Another reason to pursue eMortgage

The Monitor //, a monochrome CRT for the Apple IIImage via Wikipedia

For years now, mortgage technologists have been offering electronic mortgage technology, basically digital docs that Fannie Mae or Freddie Mac will accept in the place of paper documentation, to mortgage lenders who really weren't that interested. Originating eMortgages would involve changing the way lenders worked with closing agents and borrowers. It might be more confusing for borrowers, despite the fact that they use a similar keypad to buy just about anything from Home Depot, Best Buy, Wal-Mart or Staples. It might involve additional software or hardware that could be expensive or difficult to implement. Some of these excuses may have been actual reasons a few years ago, but they aren't today.

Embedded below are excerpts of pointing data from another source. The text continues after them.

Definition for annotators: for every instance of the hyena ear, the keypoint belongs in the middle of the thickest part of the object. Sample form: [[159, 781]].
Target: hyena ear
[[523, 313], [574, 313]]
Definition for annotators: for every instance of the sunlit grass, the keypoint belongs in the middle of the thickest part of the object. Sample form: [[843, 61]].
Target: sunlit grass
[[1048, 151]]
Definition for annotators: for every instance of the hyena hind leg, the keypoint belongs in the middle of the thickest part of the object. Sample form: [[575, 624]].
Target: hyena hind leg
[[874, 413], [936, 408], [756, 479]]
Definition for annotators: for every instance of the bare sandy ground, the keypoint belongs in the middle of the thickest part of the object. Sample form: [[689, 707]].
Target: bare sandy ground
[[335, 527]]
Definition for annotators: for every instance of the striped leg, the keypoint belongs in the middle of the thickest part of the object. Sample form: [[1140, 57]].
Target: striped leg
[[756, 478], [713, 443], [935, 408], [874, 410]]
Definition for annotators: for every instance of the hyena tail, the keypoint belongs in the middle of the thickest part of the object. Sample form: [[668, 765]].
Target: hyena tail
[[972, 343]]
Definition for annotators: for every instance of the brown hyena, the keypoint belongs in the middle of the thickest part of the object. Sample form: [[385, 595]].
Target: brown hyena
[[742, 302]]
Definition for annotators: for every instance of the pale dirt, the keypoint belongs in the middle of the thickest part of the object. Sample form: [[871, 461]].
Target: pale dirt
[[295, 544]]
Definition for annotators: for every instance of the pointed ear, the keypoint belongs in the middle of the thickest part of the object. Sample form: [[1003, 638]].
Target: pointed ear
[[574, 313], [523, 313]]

Today, eMortgage technology is affordable, easy to install, understood by closing agents and borrowers and readily accepted by secondary market investors, at least the ones that are still in the market. And here's another reason to go all-electronic now:

According to a story in the Honululu Advertiser, homeowners there are finding a handy way to stall the foreclosure process. They simply ask to see the original paper documentation.
"During the real estate frenzy of the past decade, mortgages were sold and resold, bundled into securities and peddled to investors. In many cases, the original note signed by the homeowner was lost, stored away in a distant warehouse or destroyed."
As the "victim" of possible foreclosure points out in the story:
"I'm going to hang on for dear life until they can prove to me it belongs to them," said Lovelace, a 50-year-old divorced mother who owns a $200,000 home in Zephyrhills, near Tampa. "I'll try everything I can because it's all I have left."
It's probably time now for lenders to get rid of the paper once and for all.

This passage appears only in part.